The **_total differential_** is the combined vector
Da = ( d**a**/dx , d**a**/dy ).
It combines all the above into one single thing. For every coordinate (x,y) plugged into it, we get 3 individual numbers. Hence it can at least do all of the above by looking at the three entries individually. If we want maxima or minima, we set the entire vector equal to **0**, that is, to (0,0).

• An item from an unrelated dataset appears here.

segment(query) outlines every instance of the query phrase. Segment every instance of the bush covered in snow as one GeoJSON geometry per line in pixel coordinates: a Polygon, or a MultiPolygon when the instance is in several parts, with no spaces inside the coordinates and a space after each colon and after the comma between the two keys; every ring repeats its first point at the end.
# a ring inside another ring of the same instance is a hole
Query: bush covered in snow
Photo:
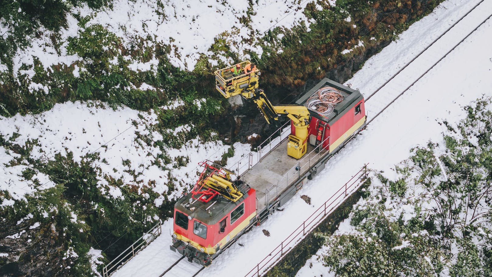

But it is more than just the sum of its parts, it describes how the plane tangent to the graph of **a** looks like:
In a simple function **b**(x) only depending on one variable, the derivative **b’** = d**b**/dx is the _rate of change_. This can be interpreted as b'(x) being the _slope_ of a line touching the graph of **b** at this specific x. For example with **b**(x) = x² we have **b’**(x) = 2x, so at x = 1 we find that the _tangent_ at (1,**b**(1)) = (1,1) has slope **b’**(1) = 2. Indeed, the line is functionally given as 2x-1.
Now with **a** depending on two variables, the graph is a 3D image plotting the points (x,y,**a**(x,y)). With x²-y² we get [this image](https://upload.wikimedia.org/wikipedia/commons/thumb/1/1e/Saddle_point.svg/1200px-Saddle_point.svg.png). Lets ask ourself what 2D plane _touches_ this image at the point (1,2,**a**(1,2)) = (1,2,-3). It must be some _linear_ function such as 3x-7y+5.
It tuns out that you can still see this coordinate-wise: the correct function for that _tangent plane_ is 2x-4y+3, where 2 is the partial derivative d**a**/dx = 2x at x=1 (and y=2), and -4 is the corresponding d**a**/dy = -2y at y=2 (and x=1). The additional +3 at the end is just there so the value at x=1, y=2 matches that of **a**(1,2) = -3 = 2·1-4·2+3.
In tighter terms, we can write this plane as D**a**(1,2)·(x,y) + c, where “·” is the dot product of vectors; because by definition we have D**a**(1,2) = (2,-4) being made from the two partial derivatives, hence this expression becomes (2,-4)·(x,y) + c = 2x-4y+c; with c again quickly determined by the value of **a** at (1,2).
Okay, so far we have not done anything that is not immediately boiling down to coordinates and partial derivatives. But you might have seen the above way to describe a plane as [constant vector]·[variables] + c before, for example slightly differently worded as [Hesse normal form](https://en.wikipedia.org/wiki/Hesse_normal_form). Without going into all the details, the gist is that the first vector is _orthogonal_ to that plane. In our case, that’s (2,-4).
Put differently, this means that the vector D**a**(1,2) = (2,-4) tells us in which direction the value of **a**(1,2) changes the most. Indeed, we have (infinitesimally speaking) almost no change if we move around along that tangent plane, by definition of being tangent; hence our best chance for changing the value of **a** is to move perpendicular to it!
There are more applications, but the above is probably the first one where one needs the entire vector, not just the parts on their own. If you go deeper into it, one finds that the _chain rule_ of such multi-variable functions now holds again true, but only with the total differentials and you now have to multiply _matrices_, their entries being the partial derivatives. There are also some important functions such as _curl_ that are defined in terms of the total derivative and which tell you further information about the function(s).
By normal differential, I assume you mean partial differential (which is the usual alternative to a total differential).
If y only depends on x, they’re the same thing.
If y depends on x and z AND z depends on x, well, you could change x and leave z fixed = partial differential. Or you could change x (dy/dx) and add on how x also changes y via other stuff, ie z (dy/dz • dz/dx) = total differential.